Es increible lo que Dios puede hacer con «tan poco material», los millones y millones y millones de rostros que hay en el mundo, que ha habido y que habrá, y tan diferentes, tan diversos, con tanta vida original y única tras ellos.
Este fin de semana pasado reflexionábamos con un grupo de jóvenes sobre, entre otras cuestiones, nuestra manera de mirar.
¿Cómo miramos?, ¿qué miramos y qué evitamos mirar? ¿Cuándo retiramos la mirada?, ¿a quién?
Pero también, ¿cómo nos dejamos mirar?, ¿buscamos miradas en concreto?…
¿Cómo miraba Jesús?
Resulta curioso pensar que, siendo el rostro la parte de nuestro cuerpo por la que más fácilmente nos reconocen los otros, Dios, en su increible originalidad, no nos ha creado para que podamos verlo si no es con un espejo. ¿Por qué no podemos ver nuestro propio rostro? Quizás para que no nos pasemos el día contemplándonos. Puede que sea para evitarnos correr la misma suerte que Narciso, aquel personaje de la mitología griega que, enamorado de su propio reflejo en una fuente, quiso besarlo y murió ahogado.
Quizás Dios solo pretendía que mirásemos más el rostro del otro, de la otra. Así de sencillo.
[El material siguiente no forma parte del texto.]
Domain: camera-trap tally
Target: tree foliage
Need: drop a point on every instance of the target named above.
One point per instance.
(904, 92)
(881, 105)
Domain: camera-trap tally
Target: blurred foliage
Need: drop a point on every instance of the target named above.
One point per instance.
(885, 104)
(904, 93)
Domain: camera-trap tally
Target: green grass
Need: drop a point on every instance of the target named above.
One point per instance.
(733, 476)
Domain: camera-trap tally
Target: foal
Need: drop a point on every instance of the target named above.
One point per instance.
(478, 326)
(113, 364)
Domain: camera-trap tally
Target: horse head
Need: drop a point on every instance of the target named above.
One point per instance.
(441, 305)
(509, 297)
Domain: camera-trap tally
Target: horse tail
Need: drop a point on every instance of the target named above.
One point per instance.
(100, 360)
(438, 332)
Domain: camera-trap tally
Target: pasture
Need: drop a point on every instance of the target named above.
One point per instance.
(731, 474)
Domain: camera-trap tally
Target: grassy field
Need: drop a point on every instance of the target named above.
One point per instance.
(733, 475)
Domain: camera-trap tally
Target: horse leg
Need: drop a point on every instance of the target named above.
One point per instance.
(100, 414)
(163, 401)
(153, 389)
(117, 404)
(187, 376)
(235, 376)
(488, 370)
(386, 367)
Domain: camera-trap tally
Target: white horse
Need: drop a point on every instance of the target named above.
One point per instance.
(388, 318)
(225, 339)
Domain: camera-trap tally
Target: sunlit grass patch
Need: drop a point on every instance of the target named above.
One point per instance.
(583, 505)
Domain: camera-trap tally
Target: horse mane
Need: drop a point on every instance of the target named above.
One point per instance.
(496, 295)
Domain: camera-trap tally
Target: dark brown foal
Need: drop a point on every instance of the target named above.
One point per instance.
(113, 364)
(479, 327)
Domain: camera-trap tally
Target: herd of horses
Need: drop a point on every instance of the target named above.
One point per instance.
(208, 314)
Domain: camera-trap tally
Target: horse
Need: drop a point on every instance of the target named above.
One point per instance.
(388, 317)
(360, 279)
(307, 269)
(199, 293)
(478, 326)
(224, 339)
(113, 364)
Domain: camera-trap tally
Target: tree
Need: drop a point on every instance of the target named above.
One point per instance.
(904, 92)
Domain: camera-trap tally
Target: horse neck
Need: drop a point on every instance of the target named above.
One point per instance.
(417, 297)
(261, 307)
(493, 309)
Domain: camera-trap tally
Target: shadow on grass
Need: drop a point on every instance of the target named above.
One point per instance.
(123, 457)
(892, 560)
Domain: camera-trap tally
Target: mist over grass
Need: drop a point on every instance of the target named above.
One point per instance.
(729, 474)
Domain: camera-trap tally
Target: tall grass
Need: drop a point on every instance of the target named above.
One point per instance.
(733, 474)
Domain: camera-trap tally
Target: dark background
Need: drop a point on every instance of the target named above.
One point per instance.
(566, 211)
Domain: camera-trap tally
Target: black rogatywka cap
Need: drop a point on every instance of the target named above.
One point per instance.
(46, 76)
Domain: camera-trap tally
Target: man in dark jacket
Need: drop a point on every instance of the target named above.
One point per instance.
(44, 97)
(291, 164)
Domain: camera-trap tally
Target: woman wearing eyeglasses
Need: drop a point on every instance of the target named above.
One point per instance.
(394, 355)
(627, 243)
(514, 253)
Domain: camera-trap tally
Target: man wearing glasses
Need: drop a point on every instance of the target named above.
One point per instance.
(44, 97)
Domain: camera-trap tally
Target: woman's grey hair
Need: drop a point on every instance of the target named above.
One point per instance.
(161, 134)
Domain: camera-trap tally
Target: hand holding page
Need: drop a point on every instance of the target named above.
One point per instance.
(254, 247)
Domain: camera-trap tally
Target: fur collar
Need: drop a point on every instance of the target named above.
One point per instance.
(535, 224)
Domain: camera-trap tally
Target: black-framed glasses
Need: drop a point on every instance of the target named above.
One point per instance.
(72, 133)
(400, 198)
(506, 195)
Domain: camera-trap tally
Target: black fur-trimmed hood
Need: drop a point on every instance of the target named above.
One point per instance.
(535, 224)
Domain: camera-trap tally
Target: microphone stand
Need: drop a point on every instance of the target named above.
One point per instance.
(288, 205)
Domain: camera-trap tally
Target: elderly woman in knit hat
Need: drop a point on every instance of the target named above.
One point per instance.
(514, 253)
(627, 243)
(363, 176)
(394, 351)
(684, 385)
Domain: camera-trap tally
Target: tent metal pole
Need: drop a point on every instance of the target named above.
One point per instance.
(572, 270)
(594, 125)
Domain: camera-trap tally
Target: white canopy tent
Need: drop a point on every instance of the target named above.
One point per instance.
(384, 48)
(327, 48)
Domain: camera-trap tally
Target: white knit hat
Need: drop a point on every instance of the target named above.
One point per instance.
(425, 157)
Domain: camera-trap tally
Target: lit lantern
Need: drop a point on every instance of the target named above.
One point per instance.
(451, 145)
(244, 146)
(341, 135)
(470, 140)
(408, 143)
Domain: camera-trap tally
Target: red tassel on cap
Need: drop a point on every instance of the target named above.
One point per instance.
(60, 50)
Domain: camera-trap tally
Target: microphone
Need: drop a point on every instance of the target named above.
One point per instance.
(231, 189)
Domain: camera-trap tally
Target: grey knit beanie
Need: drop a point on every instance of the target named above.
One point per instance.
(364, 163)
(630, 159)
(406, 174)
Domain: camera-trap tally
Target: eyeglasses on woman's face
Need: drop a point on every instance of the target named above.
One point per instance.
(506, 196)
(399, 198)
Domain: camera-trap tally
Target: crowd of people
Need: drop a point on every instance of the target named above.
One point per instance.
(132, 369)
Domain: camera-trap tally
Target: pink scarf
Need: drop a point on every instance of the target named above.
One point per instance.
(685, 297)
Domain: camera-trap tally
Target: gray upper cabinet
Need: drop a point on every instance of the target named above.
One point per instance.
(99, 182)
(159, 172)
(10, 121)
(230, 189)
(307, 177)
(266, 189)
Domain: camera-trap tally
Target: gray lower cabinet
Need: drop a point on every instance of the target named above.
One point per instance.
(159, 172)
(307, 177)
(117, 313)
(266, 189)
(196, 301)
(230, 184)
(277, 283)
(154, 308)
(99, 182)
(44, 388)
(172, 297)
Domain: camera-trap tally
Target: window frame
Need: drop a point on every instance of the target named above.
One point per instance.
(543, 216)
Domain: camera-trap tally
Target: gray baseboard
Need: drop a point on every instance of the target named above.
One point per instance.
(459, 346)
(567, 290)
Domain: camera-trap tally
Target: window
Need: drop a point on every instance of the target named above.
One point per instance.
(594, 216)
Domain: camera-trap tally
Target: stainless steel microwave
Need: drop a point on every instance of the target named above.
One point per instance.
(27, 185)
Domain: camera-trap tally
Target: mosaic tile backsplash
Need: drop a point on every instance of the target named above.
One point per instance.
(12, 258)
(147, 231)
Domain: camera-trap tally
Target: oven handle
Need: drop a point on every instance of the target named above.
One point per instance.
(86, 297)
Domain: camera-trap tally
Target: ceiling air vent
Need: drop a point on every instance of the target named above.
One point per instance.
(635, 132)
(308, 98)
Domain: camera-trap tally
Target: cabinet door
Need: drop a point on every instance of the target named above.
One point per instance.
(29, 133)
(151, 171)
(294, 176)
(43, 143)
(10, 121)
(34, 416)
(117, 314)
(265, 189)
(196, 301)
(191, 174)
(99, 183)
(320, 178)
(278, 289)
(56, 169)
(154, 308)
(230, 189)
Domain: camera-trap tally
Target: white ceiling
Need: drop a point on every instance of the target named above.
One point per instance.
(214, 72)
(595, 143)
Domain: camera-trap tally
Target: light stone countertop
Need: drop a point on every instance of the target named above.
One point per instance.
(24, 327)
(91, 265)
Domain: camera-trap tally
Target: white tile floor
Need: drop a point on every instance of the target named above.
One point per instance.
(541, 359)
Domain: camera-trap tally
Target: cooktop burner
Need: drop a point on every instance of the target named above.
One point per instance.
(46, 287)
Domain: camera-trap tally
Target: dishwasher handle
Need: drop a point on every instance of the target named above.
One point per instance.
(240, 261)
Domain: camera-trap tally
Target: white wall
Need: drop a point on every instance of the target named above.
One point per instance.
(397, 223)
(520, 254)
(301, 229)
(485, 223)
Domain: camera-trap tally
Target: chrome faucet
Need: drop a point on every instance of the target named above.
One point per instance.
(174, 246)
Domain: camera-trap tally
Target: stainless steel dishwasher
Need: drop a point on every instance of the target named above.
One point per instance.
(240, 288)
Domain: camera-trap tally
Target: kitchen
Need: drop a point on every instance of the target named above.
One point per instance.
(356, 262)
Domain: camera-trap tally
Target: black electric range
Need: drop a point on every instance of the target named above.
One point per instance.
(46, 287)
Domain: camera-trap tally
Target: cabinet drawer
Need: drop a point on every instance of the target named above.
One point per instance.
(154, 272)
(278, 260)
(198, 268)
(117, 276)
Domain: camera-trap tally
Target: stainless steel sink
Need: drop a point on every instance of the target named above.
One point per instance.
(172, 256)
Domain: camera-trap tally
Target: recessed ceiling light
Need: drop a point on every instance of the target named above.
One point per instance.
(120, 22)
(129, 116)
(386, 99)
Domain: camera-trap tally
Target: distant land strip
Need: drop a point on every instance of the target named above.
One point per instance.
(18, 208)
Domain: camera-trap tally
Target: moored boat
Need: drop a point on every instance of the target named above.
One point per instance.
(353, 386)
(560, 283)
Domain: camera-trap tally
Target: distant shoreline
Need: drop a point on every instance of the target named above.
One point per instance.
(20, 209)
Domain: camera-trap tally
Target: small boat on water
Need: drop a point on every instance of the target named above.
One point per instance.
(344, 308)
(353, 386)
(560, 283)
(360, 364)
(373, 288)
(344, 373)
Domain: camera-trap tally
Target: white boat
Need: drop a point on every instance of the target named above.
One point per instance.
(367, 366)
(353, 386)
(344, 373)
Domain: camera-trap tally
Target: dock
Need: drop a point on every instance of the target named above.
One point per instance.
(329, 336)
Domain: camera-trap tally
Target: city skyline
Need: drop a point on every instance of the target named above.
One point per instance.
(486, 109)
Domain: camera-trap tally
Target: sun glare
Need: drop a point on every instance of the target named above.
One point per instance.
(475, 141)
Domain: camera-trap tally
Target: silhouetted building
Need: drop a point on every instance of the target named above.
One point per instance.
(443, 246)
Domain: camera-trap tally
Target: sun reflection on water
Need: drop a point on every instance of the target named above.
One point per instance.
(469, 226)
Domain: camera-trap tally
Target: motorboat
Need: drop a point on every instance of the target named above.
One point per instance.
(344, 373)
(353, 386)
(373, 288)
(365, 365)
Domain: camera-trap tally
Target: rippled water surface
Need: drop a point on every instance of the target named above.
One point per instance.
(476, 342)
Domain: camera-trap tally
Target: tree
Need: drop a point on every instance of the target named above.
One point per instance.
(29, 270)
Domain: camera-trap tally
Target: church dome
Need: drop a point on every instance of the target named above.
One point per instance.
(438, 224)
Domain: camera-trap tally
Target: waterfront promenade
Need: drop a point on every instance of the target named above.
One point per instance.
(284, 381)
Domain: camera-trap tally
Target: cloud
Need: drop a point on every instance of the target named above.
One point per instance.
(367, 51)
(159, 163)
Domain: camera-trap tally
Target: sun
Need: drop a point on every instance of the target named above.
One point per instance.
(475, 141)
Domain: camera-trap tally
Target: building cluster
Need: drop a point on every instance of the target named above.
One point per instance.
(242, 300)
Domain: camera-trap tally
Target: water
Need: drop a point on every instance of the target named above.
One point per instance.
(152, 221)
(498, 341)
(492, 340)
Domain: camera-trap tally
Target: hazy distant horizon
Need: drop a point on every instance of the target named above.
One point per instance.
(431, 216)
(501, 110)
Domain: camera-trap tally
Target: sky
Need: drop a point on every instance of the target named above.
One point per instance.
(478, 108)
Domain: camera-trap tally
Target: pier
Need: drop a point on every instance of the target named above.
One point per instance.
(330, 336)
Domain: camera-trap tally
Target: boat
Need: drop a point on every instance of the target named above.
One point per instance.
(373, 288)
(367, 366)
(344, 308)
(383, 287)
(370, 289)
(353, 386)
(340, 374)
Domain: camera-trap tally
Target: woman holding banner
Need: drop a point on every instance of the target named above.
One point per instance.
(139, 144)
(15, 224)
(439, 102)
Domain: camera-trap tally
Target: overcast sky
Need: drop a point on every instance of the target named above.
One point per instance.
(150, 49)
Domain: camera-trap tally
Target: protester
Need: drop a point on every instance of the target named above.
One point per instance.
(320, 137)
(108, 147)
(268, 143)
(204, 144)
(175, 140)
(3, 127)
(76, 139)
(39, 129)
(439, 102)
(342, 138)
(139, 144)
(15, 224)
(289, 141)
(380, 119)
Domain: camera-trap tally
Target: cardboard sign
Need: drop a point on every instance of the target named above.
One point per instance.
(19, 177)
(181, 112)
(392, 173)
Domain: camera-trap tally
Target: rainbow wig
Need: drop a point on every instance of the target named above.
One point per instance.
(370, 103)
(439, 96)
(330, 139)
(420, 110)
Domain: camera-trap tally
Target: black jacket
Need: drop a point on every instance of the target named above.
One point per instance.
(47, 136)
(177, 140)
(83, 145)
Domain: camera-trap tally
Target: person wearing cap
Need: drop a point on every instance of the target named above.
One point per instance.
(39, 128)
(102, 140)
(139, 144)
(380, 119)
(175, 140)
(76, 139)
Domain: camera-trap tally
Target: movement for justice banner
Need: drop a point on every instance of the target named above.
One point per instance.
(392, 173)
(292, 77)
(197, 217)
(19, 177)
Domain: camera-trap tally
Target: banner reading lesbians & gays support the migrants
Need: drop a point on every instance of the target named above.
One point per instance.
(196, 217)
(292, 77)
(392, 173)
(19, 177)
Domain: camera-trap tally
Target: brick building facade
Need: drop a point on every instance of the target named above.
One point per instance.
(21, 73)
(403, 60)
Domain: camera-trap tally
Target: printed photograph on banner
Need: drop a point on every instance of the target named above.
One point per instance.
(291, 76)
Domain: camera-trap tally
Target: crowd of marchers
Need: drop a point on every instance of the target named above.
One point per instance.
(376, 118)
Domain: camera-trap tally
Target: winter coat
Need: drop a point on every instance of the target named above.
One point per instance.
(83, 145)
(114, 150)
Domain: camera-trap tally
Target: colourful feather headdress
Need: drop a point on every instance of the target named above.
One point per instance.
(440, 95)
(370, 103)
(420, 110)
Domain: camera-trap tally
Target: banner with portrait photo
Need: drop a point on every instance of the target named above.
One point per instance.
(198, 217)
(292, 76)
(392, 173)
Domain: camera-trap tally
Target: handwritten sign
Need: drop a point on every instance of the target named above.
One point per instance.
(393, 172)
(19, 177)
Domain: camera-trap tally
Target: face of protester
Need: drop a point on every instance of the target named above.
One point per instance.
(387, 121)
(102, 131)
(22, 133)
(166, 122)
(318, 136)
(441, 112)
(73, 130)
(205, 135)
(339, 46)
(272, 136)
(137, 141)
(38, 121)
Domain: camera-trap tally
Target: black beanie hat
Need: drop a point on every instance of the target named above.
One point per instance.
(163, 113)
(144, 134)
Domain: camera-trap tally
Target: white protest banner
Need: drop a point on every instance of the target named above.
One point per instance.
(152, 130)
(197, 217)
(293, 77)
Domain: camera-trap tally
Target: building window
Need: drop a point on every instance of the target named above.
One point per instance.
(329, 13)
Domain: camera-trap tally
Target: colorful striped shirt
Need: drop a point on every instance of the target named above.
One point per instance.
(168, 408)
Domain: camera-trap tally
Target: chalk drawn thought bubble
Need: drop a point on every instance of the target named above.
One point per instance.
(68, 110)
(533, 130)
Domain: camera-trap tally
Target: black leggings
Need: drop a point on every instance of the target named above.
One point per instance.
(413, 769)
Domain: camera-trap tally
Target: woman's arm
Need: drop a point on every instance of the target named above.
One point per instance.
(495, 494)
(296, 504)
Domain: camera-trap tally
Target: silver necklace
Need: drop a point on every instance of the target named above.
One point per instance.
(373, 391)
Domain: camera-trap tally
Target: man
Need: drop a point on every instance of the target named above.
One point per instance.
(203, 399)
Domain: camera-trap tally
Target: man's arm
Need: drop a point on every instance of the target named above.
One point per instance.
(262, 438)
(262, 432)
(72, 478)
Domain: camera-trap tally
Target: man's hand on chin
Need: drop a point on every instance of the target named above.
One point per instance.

Caminar por la vida mirando rostros, contemplando con los ojos del alma, las historias que podemos leer en las caras de aquellas personas con las que nos cruzamos.
Rostros tersos, viejos o envejecidos, alegres, taciturnos, preocupados, ilusionados, joviales, duros, distraídos, enamorados, abiertos, herméticos, enrojecidos, orientales, negros, blancos, amarillos, jóvenes, nuevos,…
Y cada uno de esos rostros son el mapa para encontrarnos con Dios. ¡Cuántas veces acusamos la supuesta ausencia de Dios en nuestra vida!, y resulta que tenemos docenas de mapas vivos a nuestro alrededor que nos conducen a Él.
No puedo ver mi rostro, no sé bien cómo es, pero puedo ver su reflejo en la sonrisa que provoca la mía en el rostro de quien me mira.
Mirando a los demás aprenderemos a conocernos como Dios nos conoce.